# pdf-box-fields
Tools for extracting, processing, and generating interactive fields for PDFs containing white box form elements.
***
## Overview
**pdf-box-fields** is a Python library and command-line tool designed to help developers automate the extraction, manipulation, and generation of interactive form fields within PDFs that use white box placeholders.
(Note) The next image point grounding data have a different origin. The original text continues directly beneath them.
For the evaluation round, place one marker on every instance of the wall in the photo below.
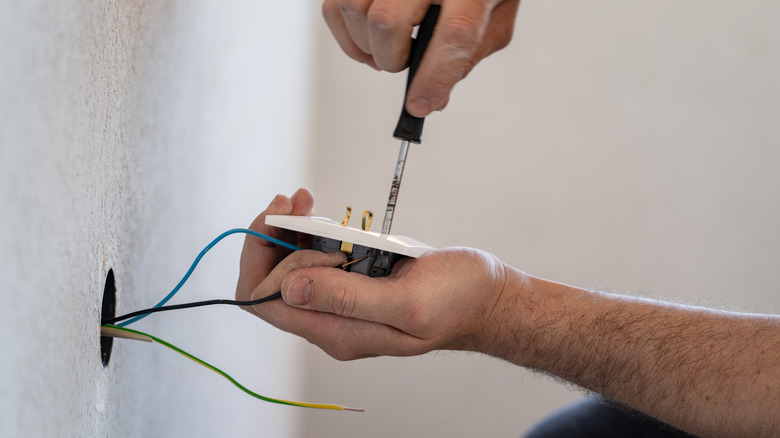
(614, 145)
(132, 133)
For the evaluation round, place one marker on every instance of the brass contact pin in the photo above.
(346, 218)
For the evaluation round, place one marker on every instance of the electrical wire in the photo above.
(190, 305)
(232, 380)
(200, 256)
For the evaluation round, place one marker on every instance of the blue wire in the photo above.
(200, 256)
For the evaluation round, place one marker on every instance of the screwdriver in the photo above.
(409, 127)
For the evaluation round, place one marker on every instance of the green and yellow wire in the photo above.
(232, 380)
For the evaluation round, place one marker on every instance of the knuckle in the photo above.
(461, 32)
(343, 302)
(382, 19)
(350, 8)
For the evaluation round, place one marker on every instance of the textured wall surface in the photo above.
(131, 134)
(628, 146)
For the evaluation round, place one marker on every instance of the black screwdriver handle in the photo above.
(410, 127)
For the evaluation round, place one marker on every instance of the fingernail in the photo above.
(422, 107)
(299, 292)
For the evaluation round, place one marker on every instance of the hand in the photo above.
(259, 256)
(378, 33)
(446, 299)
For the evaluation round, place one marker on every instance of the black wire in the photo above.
(190, 305)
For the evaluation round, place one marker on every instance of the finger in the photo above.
(389, 26)
(333, 18)
(259, 256)
(302, 259)
(346, 294)
(354, 13)
(456, 39)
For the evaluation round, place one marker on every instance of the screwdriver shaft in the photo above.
(396, 185)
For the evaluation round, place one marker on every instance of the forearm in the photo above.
(708, 372)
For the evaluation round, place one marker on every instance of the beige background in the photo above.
(626, 146)
(613, 145)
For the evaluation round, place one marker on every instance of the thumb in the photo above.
(342, 293)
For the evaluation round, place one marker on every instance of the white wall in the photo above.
(131, 134)
(627, 146)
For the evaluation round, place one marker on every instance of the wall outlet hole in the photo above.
(107, 311)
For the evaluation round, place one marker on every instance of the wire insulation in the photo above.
(232, 380)
(191, 305)
(200, 256)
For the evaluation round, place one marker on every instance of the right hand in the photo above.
(378, 33)
(446, 299)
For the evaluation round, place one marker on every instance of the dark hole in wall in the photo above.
(107, 311)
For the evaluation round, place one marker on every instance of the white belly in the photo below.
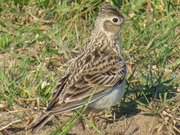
(110, 99)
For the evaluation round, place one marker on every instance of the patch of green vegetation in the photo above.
(38, 37)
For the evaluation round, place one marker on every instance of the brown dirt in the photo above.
(134, 125)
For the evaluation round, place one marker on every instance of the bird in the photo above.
(96, 76)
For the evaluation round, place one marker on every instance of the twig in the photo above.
(8, 125)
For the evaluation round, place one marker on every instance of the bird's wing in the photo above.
(90, 76)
Whether you need to analyze PDF layouts, mark up fields visually, generate interactive form widgets, or fill and capture form data from PDFs — this toolkit provides a robust, modular solution powered by PyMuPDF and PyPDFForm.
***
## Key Features
- **Box extraction:** Precisely extract white (filled) box regions from PDFs as potential form fields.
- **Layout processing:** Analyze and group extracted boxes by page, line, and block with flexible gap detection.
- **Form field generation:** Automatically produce Python scripts to create interactive PDF form fields aligned with detected boxes.
- **Markup visualization:** Generate annotated PDFs marked with box locations and identifiers for debugging and verification.
- **Form filling and capture:** Fill PDF form fields programmatically from CSV data and capture filled data back into CSV.
- **CLI integration:** A user-friendly command-line interface to chain extraction, markup, field generation, filling, and capturing workflows.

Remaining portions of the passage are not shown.